The sunrise vote was a dramatic end to a tortured debate in which Majority Leader Harry Reid struggled to line up 60 votes to overcome a Republican filibuster.

The procession to the Senate had the feel of a bittersweet, Christmas Eve memorial, with Kennedy's close friends and former staffers nearly filling the galleries, his name on the tips of everyone's tongue.

"With Sen. Ted Kennedy's booming voice in our ears, with his passion in our hearts, we say, as he said, the work goes on, the cause endures," said Reid, D-Nev.

Vice President Joe Biden's motorcade lit up a nearly empty Pennsylvania Avenue at 6:30 a.m. EST as it approached the Capitol. People in dark suits lined up at security entrances.

Michigan Democrat John Dingell, at 83 the longest-serving member of the House, used two crutches to navigate the ice outside the Senate chamber as he made his way inside with his wife, Debbie, at his side.

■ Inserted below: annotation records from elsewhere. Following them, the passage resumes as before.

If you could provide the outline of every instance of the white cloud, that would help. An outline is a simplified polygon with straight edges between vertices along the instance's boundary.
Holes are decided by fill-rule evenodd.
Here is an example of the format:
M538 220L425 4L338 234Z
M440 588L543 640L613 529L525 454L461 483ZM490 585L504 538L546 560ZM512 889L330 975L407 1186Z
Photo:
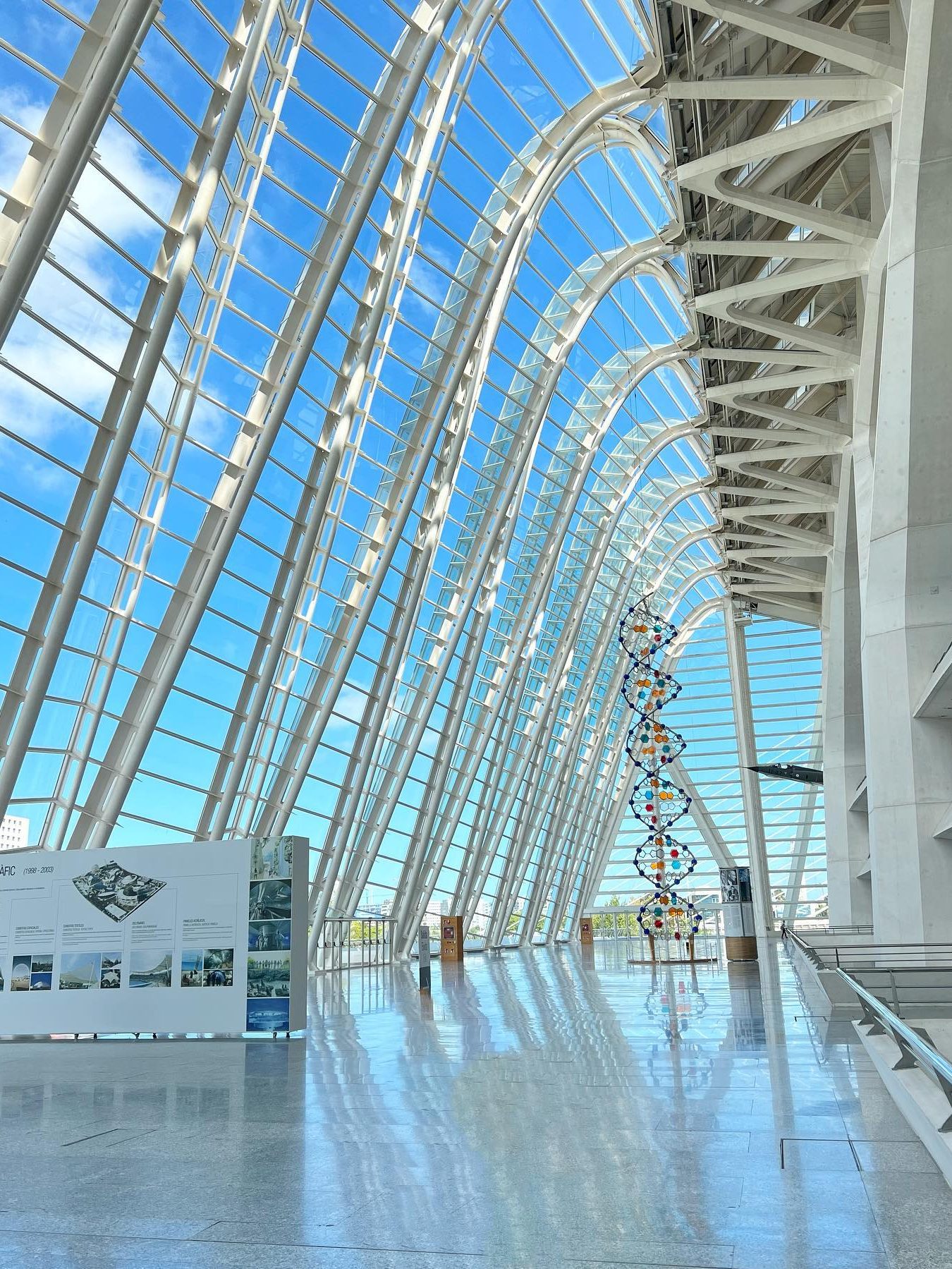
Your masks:
M44 107L30 98L23 86L8 85L0 90L0 112L36 132L42 123ZM96 150L103 165L138 198L147 206L156 207L160 214L169 212L175 195L175 183L168 174L151 165L151 160L146 161L119 124L112 121L107 123L96 142ZM25 142L9 129L0 129L0 185L6 189L13 185L24 154ZM138 245L138 240L145 236L154 237L157 249L161 231L155 222L94 168L86 168L74 198L83 216L127 249ZM135 312L137 307L135 299L131 305L123 303L124 283L112 266L112 253L94 233L66 216L56 231L51 247L58 264L69 268L117 307ZM81 346L94 349L96 357L108 365L119 365L126 352L128 331L94 299L63 278L57 269L50 265L41 266L28 292L27 302L37 313L70 334ZM112 376L85 357L80 349L71 348L30 317L25 315L18 317L4 346L4 355L24 374L81 410L94 416L100 414L112 387ZM65 426L75 426L74 420L57 401L38 392L18 376L8 373L4 374L4 391L0 397L0 421L10 431L25 437L34 444L53 445L57 450L65 448L55 444L58 433ZM65 444L69 445L69 440ZM65 453L63 457L72 456ZM1 453L0 461L3 461Z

There was early talk about perhaps naming the eventual overhaul bill after Kennedy, Dingell or both, for their generations-long work on the issue. Dingell has introduced national health insurance legislation every Congress since succeeding his father, who died as a House member in 1955.

The galleries quickly filled with guests of senators as the lawmakers themselves trickled into the chamber and took their seats under the gaze of Kennedy's widow, Vicki, who grew tearful as the vote progressed.

"Mr. President, this is for my friend Ted Kennedy," intoned Sen. Robert C. Byrd, D-W.Va., the longest-serving member of Congress in history, as he cast his vote for the bill.

President Barack Obama, who had been mentored and endorsed by the late senator, called Vicki Kennedy with congratulations after the vote.

"Ted Kennedy is up there smiling," said Sen. John Kerry, D-Mass.